Kurz & bündig
- Seit 2021 führt Swissgenetics Bio-KB-Stiere im Standardangebot.
- Das soll sich nun ändern, weil die Nachfrage nach diesen Stieren teils verhalten war. 
- Neu wird eine Reservation nötig sein. FiBL und Bio Suisse rechnen damit, dass dadurch der Einsatz der Bio-KB-Stiere zurückgehen wird. 
- Das Projekt «Bio-KB-Stiere» ist dennoch nicht gestorben: Man werde weiter auf die Selektion und Aufzucht von Stierkälbern von Biobetrieben setzen, erklärt Anet Spengler Neff.

Der Platz im «Kübel» des Besamungstechnikers ist begrenzt. Gleichzeitig steigt die Vielfalt des heutigen Samenangebots. Die unterschiedlichsten Stiere, geprüft oder als Optimis-Stiere, verschiedenste Rassen, die neuste Genetik, konventionell, gesext, Spermvital und – seit März 2021 bei Swissgenetics im Angebot – Bio-KB-Stiere. Die ganze Produktevielfalt kann nicht vollständig im flüssigen Stickstoff mitgeführt werden, weshalb die einzelnen Produkte sich teils konkurrenzieren.

Das bekommen aktuell die Bio-Stiere zu spüren, welche im Rahmen eines zeitlich befristeten Projektes bei Swissgenetics geführt werden. Sie sollen ab 2024 nur bei einer entsprechenden Nachfrage im Standardangebot geführt werden. Das bestätigt Hansjörg Bigler, Mitglied der Geschäftsleitung und Bereichsleiter Genetik bei Swissgenetics, auf Anfrage.

Künftig bloss die Reservation als Option

«Die Nachfrage nach den Bio-KB-Stieren ist leider teils recht verhalten», begründet Bigler. Einer der Stiere brauchte beispielsweise beinahe ein Jahr, um seinen Prüfeinsatz von 250 Erstbesamungen zu absolvieren. «Die meisten Jungstiere brauchen dazu wenige Monate», so Bigler.

Das Ziel dieses Prüfeinsatzes ist die breite Streuung des neu lancierten Stiers. So stehen baldmöglichst viele Töchter in den Ställen, die ultimativ zeigen, ob die Genetik des Stiers einen Breiteinsatz rechtfertigt.

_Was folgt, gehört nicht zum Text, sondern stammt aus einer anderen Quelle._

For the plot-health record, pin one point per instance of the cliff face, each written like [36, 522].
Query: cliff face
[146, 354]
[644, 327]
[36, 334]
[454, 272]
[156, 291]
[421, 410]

Bereits heute sind die Bio-KB-Stiere nach abgeschlossenem Prüfeinsatz nur noch während sechs Monaten im Standardangebot erhältlich, danach über die Reservation. Künftig wird es für die Bio-Stiere bloss noch diese Option zum Kauf geben. Ohne Reservation wird der Besamungstechniker keine Dose eines Bio-KB-Stiers anbieten können.

«Eine Sache der Organisation»

Maximal dauert es nach der Reservation (telefonisch oder online) zwei Wochen, bis die Samendosen für die Besamung zur Verfügung stehen. Alle zwei Wochen werden nämlich die «Kübel», also die Transportbehälter mit flüssigem Stickstoff, mit neuen Dosen ausgerüstet – auch mit denjenigen, die in der Zwischenzeit bestellt wurden.

Es ist auch möglich, zu Beginn der Besamungssaison bereits alle gewünschten Samendosen für die kommenden Monate zu reservieren, sodass diese dann im Kübel sind, wenn die Besamerin oder der Besamer auf den Betrieb kommt.

«Reservation ist auch bei vielen anderen Stieren die Norm. Schliesslich können wir nicht alle nachgefragten Stiere im Gefäss jedes Besamungstechnikers anbieten», sagt Bigler. Dass Stiere daher nach ihrem Prüfeinsatz aus dem Stickstoff-Gefäss «verschwinden», ist also nicht unüblich. Die Reservation ist etwas komplizierter als das Standardangebot, führt Bigler aus: «Wir haben jedoch viele Kunden, die das regelmässig und erfolgreich tun. Es ist eine Sache der Organisation und durchaus machbar.»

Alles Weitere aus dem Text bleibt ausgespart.